Marc Lynch, a blogger and professor of Middle Eastern studies, has penned a lengthy policy brief about Syria for the Center for a New American Security. It is comprised of two parts that appear to be at war with one another. The first part lays out all the reasons why the West must do something about the escalating violence in Syria.
He warns that Syria is descending into a full-blown “internal war” that “could shatter the possibility of a peaceful resolution to the crisis in Syria and reverberate across the region.” He even says “Syria could replicate Lebanon of the 1980s, on steroids.” “Beyond these strategic concerns,” he continues, “there is a humanitarian imperative to help the Syrian people. The horrifying evidence of massacres and regime brutality make it difficult – and wrong – for the world to avert its gaze.”
I couldn’t agree more. Where I disagree is in his recommendations for what to do about this calamity which is now unfolding. He argues against military intervention—even against arming the Syrian opposition—in favor of, you guessed it, more robust diplomacy. He proposes to do the following:
First, the international community should present Assad with an ultimatum: Since Assad can no longer participate in a legitimate Syrian government, he, his vice president and a limited group of top regime officials must resign or be referred to the International Criminal Court for War Crimes (ICC). Second, the international community should continue to tighten the economic and financial sanctions against the Assad regime, its senior leaders and the most senior members of the Syrian military. Third, the international community should conduct a sustained and vigorous effort to isolate the Assad regime diplomatically. Fourth, the international community should strengthen the opposition and encourage it to develop a unified political voice. Finally, the United States and its partners should support a strategic communications campaign to publicize the regime’s atrocities, shame those who continue to support the regime and encourage regime members to defect.

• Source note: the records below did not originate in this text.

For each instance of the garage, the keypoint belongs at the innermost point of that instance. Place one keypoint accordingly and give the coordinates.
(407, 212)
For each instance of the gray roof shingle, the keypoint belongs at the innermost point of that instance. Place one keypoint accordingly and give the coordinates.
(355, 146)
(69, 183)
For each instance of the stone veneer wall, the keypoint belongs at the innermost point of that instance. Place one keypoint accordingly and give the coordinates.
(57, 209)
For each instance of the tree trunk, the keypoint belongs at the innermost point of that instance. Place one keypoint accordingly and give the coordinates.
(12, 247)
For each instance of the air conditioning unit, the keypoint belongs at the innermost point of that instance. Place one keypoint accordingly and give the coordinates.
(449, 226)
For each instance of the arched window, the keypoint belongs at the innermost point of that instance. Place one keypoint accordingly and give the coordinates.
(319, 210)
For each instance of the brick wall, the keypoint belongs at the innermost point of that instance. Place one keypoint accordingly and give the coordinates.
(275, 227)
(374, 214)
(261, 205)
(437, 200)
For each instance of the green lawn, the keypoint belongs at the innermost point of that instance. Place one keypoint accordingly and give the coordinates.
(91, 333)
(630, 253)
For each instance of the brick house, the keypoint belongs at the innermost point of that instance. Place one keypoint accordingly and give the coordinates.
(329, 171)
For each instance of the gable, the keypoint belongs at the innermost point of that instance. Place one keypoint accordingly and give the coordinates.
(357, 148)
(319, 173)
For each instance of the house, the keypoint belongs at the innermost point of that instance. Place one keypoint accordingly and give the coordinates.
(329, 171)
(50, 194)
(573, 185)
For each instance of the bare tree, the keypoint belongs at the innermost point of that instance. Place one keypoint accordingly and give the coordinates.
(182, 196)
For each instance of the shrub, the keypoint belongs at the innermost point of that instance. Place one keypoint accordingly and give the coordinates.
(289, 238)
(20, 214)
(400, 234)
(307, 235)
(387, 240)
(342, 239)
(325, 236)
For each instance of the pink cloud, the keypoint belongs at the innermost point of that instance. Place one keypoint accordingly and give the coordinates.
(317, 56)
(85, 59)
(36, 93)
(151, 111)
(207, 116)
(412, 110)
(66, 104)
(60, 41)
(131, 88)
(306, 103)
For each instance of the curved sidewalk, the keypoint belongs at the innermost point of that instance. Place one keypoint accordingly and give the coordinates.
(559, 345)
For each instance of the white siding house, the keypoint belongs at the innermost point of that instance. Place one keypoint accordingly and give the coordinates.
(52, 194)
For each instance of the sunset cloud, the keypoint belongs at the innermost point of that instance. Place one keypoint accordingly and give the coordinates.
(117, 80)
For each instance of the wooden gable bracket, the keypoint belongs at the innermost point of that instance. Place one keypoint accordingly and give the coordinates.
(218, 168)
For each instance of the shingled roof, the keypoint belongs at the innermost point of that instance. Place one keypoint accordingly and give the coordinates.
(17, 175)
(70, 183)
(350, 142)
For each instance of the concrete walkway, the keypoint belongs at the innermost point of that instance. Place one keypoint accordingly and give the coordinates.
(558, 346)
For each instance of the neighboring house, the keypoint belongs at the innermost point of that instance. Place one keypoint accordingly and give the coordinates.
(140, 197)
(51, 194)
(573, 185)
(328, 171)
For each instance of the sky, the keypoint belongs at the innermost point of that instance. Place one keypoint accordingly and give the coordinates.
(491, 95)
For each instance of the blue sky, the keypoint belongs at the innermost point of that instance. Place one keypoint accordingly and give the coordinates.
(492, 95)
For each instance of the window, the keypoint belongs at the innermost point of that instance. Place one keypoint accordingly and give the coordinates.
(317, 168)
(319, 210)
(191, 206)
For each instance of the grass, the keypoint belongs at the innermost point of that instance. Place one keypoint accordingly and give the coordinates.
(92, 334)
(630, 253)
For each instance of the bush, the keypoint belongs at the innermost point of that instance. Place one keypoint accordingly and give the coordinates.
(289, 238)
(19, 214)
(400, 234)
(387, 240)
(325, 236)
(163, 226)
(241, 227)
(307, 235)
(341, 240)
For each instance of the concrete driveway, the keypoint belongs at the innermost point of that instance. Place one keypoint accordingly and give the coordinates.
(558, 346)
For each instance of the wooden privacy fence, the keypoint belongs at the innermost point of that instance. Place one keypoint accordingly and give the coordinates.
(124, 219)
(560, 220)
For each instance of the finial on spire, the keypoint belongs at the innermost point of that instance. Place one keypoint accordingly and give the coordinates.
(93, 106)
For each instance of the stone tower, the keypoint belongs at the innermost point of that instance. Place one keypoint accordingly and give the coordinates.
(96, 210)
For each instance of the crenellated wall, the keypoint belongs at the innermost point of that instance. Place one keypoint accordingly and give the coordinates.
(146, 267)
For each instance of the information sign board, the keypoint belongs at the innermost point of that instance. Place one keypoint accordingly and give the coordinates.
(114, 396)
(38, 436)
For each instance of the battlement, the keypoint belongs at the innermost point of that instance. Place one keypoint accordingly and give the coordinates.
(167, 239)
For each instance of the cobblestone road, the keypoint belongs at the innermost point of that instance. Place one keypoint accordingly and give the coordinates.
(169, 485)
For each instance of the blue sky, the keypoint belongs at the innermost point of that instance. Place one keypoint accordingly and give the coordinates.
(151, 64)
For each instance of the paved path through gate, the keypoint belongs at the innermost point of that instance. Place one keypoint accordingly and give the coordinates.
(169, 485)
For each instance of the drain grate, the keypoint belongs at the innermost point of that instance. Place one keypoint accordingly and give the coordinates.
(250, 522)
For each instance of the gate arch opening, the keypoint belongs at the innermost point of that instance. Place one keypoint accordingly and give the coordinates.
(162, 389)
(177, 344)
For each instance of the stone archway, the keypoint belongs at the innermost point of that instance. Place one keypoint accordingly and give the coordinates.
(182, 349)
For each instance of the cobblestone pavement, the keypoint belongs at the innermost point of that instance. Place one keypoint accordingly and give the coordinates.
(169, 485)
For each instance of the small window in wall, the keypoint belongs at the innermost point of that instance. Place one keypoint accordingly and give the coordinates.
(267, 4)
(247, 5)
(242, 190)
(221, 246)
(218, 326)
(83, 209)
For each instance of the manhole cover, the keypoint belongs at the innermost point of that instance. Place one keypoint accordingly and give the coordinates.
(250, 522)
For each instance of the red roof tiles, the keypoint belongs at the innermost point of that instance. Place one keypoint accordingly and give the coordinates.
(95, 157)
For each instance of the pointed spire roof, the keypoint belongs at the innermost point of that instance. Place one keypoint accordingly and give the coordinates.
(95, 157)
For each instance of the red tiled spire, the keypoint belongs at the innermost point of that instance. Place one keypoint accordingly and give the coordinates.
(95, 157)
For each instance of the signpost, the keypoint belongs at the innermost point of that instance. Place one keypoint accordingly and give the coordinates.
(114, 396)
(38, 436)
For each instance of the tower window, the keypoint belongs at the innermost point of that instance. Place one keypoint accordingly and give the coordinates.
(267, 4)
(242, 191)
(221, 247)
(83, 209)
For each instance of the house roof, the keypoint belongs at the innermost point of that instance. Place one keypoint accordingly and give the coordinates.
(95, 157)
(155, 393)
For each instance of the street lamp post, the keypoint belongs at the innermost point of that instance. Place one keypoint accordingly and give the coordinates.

All of these steps are worth taking, but they are not very different from what is currently being done—with scant impact. The Assad regime is able to stay in power because it can count on the loyalty of a substantial portion of its security forces and the backing of unsavory regimes such as Russia and Iran. Lynch himself dismisses airy talk from the administration “that the collapse of the Assad regime is only a matter of time.” He notes, rightly, that “Assad’s fall could take a long time. In the interim, many Syrians will die, and the conflict could evolve into an extended regional proxy war that victimizes the Syrian people.” But if that’s the consequence of our current policy, which is focused exclusively on diplomatic efforts to oust Assad, what reason is there to think more diplomacy will make a difference?
Lynch is right to warn that we need to think through the consequences of various military options such as air strikes, no fly zones, safe havens, and arming of the opposition. All of those policies carry potential downsides that need to be carefully considered. But in the end, I don’t find his objections to any military action terribly compelling, because if we don’t act then we are de facto accepting the unacceptable—i.e., a prolongation of the current civil war, which, aside from being a humanitarian disaster, is likely to further atomize Syrian society and provide an opening for extremists.
No one wants more war. But at this point the international community’s best bet (as it was in Bosnia in 1995 and Kosovo in 1999), is to act to end the killing. Yes, there are significant risks in a post-Assad regime, but by playing an active role in helping the opposition, including providing military help, the U.S. and our allies can win influence to shape the future of Syria.
Lynch himself admits that even if we don’t arm the opposition “arms are likely to flood the country if the civil war continues, regardless of U.S. preferences.” What he neglects to mention is where those arms will come from. A likely source: Gulf regimes such as Qatar and Saudi Arabia and radical groups loosely affiliated with al-Qaeda and its ilk, such as al-Qaeda in Iraq. The longer we stay on the sidelines, the more influence they will exert.
There is no ideal option in Syria, and I commend Lynch for warning about the potential pitfalls of military action, but at this point, I don’t see a good alternative.